A 25-year comprehensive cooperation agreement signed between Iran and China last year has now entered the implementation stage, according to Iran’s foreign minister.
Hossein Amirabdollahian, in his first visit to China as foreign minister, announced the news late Friday after a meeting with his Chinese counterpart Wang Yi.
“While preparing for the visit to China, we had made preparations to be able to mark today as the starting day of implementing the comprehensive agreement between the two countries,” Amirabdollahian said, but he did not announce any specific projects or agreements to mark the occasion.
Signed in Tehran in March 2021 when former President Hassan Rouhani was in office, the “strategic accord” entails economic, military and security cooperation, even as both countries are under different levels of United States sanctions.
Among other things, China has been purchasing Iranian oil – with a discount – in defiance of the sanctions over the past three years.

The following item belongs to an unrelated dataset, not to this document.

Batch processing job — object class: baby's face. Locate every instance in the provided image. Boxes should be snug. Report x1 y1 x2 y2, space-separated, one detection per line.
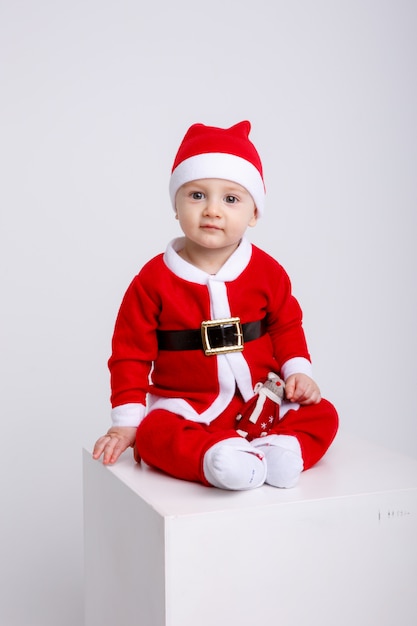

Neither country discloses exact details.
During his visit, Amirabdollahian also delivered a letter by President Ebrahim Raisi for President Xi Jinping, which he said contained an “important message” for Raisi’s administration.

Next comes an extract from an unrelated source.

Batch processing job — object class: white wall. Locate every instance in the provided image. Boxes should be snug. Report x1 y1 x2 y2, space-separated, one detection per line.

He did not elaborate on the contents, but the Raisi administration has repeatedly emphasised an “Asia-centric” foreign policy that includes China as an important factor.
Amirabdollahian’s visit came amid a flurry of meetings in Wuxi, Jiangsu. The foreign minister landed there shortly after China’s Yi held talks with the secretary general of the Gulf Cooperation Council (GCC), and the foreign ministers of four of its member countries – Saudi Arabia, Kuwait, Oman and Bahrain – in addition to the Turkish foreign minister.
After the meeting, Amirabollahian told reporters Iran is ready to achieve an agreement in the Austrian capital in the shortest time, a feat that will be made possible with the support of China and Russia.
A readout of the meeting published by Iran’s foreign ministry quoted Wang Yi as saying China supports Iran’s “logical” position in the Vienna talks.
“We hope that the Western parties also continue the negotiations in Vienna with a realistic view aimed at achieving an agreement that will also see the interests of the Iranian people secured,” he said.
The foreign minister criticised the Western parties – the US, France, Germany, and the United Kingdom – for what he called their lack of “initiative” in the talks.
“They say we’re worried and we’re in a hurry but their lack of practical initiative shows there is a contrast between their rhetoric and action,” he said.
The eighth – and presumably final – round of the intensive talks has been continuing in Vienna since last month as the Western parties warn mere weeks are left to reach an agreement because of Iran’s nuclear advancements.
The heads of the negotiating delegations agreed on Friday to head back to their capitals for two days for consultations, but the talks are not on pause as the expert working groups continue to hold sessions.